Illinois is the poster child of unfunded pensions in the US. But state retirement systems could become a national concern, new research shows.

Joshua Rauh, associate professor of finance at the Kellogg School of Management at Northwestern University said that, without reform, some state pensions might run out within the decade. By 2030, as many as 31 states may not have the money to pay pensions. And, if these funds exhaust their assets, the size of payments for the benefits they have promised will be too large to cover through taxes, putting pressure on the federal government for a bail-out that could potentially cost more than $1,000bn, he says.

“It is more than a local problem,” Mr Rauh said. “The federal government could be on the hook.” Estimates put the unfunded liabilities at between $1,000bn and $3,000bn after years of states promising benefits but not contributing enough in both good times and bad to cover them.

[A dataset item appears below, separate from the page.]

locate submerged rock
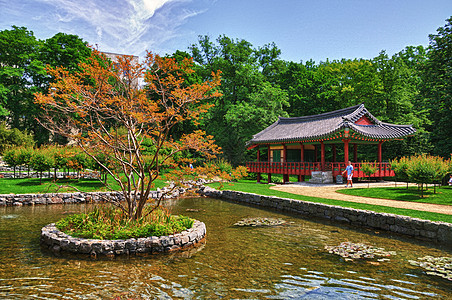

The pensions are too big to fail to the tune of 1 to 3 trillion dollars.  Which means they won’t stop mailing the checks, at least, not while a stone remains upon a stone. Will a day come when everything comes tumbling down? Maybe. But we may not be able to rely on the markets for proximate warning. Yet despite their inability to clearly predict the crash of 2008, once past the discontinuity they have proved fairly good at tracking the linear parts of the trend. And while the politicians remain utterly blind they are not insensible to the voters, who with their greater reserves of common sense, can read the tea leaves better. But the future is still a blank. Does a second discontinuity lies ahead and when? What will happen in Europe? Will some ‘damn fool thing’ on the Korean peninsula or the Middle East create an unanticipated bend in the road? Nobody can say for sure. But it’s a good bet that politicians will keep their blindfolds on until the very last second. No crystal ball is any better than the willingness to look into it.